Looking through the logs logs of my web server last night I noticed some odd behaviour, a complete spidering of tamonten.com in a couple of mins from an ip address. No biggy, it's just a bot, but the UA string was that of a normal browser and at no point did it request robots.txt
After a bit of analysis I find that the IP address belongs Cyveillance Inc, a "Cyber Intelegence" company in Washington. and they seem to have a /27 range. A quick log grep later and I find they're spidering me about once a month, but at four seconds for the pass it doesn't look like they're stopping to read anything ( ; _ ; ) Interestingly, well for me at least, they grab the full pages, not checking for changes It seems like bandwidth is cheaper then storage for them.
Now I can't see them being up to no good, in fact they've got some interesting stuff on their blog, and if they're doing some sort of proactive malware scan (a la MS's honeymonkey) I can understand the UA masquerading and not just using the If-Modified-Since header
I know I'm not doing anything nefarious here, so as far as I'm concerned they're wasting my bandwidth.

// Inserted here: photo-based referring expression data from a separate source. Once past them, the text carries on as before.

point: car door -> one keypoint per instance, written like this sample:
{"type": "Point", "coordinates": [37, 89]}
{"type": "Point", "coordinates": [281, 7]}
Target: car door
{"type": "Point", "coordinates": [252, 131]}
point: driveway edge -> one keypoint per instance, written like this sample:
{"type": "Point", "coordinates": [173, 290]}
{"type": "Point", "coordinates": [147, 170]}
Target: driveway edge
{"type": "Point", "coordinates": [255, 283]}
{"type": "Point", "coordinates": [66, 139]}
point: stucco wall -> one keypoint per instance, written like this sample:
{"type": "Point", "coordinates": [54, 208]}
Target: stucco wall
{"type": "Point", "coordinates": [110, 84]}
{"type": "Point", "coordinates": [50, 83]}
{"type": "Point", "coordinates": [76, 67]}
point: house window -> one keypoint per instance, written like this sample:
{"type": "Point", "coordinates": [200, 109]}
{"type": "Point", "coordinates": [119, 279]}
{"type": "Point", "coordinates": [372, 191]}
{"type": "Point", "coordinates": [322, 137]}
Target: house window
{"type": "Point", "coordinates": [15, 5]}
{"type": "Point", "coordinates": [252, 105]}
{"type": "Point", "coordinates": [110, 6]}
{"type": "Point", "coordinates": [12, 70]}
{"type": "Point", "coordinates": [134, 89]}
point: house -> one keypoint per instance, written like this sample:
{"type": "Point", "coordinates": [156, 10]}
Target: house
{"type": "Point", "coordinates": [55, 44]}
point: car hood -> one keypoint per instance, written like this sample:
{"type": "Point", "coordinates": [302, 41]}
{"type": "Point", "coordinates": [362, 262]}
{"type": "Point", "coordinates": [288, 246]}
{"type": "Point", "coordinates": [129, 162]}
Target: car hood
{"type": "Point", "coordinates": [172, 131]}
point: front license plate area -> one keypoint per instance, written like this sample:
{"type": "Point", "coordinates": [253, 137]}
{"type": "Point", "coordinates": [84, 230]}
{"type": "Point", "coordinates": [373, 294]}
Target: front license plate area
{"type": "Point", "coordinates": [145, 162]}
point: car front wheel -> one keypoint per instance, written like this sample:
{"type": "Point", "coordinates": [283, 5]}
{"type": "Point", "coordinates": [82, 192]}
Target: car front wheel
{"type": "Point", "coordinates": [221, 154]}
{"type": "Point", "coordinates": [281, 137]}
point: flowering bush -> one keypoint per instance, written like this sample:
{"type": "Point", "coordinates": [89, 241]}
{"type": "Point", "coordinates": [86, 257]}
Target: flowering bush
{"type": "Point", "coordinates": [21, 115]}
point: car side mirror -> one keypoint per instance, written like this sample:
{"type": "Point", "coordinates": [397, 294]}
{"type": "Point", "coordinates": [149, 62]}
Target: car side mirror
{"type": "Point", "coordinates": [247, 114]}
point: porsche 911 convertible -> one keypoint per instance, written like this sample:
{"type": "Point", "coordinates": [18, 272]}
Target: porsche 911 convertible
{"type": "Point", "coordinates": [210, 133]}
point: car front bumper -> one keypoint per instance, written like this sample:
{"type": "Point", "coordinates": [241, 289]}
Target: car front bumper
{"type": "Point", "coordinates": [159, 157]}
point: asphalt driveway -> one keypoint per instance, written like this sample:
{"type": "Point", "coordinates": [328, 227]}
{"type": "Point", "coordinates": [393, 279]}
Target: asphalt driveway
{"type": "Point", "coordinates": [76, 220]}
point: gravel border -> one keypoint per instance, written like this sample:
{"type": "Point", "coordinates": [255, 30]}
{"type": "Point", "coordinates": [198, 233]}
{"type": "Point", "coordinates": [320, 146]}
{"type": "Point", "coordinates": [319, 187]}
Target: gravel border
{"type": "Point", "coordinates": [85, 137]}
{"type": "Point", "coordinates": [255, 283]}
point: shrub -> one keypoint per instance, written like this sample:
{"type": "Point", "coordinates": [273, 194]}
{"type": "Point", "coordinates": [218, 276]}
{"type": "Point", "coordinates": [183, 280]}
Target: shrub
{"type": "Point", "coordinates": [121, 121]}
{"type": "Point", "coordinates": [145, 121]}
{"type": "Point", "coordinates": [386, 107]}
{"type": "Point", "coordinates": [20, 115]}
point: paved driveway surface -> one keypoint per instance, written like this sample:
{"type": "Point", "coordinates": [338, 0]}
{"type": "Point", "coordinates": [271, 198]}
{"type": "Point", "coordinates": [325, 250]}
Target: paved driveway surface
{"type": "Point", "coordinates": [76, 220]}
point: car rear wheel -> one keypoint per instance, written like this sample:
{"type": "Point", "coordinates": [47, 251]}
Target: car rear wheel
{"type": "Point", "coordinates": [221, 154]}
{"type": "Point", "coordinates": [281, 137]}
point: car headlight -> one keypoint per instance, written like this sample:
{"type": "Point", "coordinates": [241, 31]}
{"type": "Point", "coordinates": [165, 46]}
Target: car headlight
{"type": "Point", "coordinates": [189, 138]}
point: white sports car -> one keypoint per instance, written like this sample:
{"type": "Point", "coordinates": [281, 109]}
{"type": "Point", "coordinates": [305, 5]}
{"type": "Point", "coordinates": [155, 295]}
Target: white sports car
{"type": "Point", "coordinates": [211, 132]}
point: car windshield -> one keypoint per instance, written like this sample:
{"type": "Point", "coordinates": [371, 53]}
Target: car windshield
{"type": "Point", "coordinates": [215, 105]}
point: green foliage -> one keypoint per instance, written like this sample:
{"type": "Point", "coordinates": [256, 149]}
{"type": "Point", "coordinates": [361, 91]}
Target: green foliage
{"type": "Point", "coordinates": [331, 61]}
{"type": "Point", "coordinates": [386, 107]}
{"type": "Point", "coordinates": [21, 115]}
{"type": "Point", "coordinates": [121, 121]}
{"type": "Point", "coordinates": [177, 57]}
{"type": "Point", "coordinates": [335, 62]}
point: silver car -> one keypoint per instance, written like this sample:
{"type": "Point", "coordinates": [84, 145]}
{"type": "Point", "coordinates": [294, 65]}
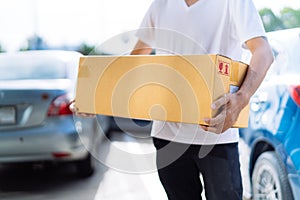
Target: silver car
{"type": "Point", "coordinates": [36, 124]}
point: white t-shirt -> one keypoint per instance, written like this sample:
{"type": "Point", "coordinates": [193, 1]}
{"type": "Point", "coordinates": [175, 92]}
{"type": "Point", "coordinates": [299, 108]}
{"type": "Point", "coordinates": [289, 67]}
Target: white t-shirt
{"type": "Point", "coordinates": [206, 27]}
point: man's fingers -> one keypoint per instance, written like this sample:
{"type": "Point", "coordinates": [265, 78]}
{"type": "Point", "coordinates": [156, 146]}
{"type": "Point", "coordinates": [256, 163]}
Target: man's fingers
{"type": "Point", "coordinates": [219, 119]}
{"type": "Point", "coordinates": [212, 129]}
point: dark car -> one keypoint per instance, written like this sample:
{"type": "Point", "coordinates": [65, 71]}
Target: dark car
{"type": "Point", "coordinates": [273, 135]}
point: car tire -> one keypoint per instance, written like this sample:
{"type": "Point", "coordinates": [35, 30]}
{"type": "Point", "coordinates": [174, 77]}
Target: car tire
{"type": "Point", "coordinates": [85, 167]}
{"type": "Point", "coordinates": [269, 178]}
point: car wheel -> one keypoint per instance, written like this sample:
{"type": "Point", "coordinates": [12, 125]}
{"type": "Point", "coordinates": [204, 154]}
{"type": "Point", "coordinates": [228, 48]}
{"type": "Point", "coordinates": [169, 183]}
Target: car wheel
{"type": "Point", "coordinates": [85, 167]}
{"type": "Point", "coordinates": [269, 178]}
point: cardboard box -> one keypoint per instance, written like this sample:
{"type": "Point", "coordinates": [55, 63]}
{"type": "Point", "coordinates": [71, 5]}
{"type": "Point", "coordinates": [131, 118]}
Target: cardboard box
{"type": "Point", "coordinates": [176, 88]}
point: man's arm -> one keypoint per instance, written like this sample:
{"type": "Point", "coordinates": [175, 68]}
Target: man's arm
{"type": "Point", "coordinates": [141, 48]}
{"type": "Point", "coordinates": [232, 104]}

In my digging it seems a lot of people are of the same opinion.
Which is where I get to the point of this post.
Http:BL is a nifty service from Project Honeypot, that makes me get a little geek boner for many reasons. 1) Distributed collection of behaviour is always good 2) The security community seem to have written plugins for everyfuckingthing 3) How you get the data over DNS, is _inspired_.
It's a classic using one thing for a totally different thing while keeping all the pros of the first thing type of thing. Downstream caching, check. Built in expiry time for the data, check. Don't have to prat about with extra firewall rules for updates, check.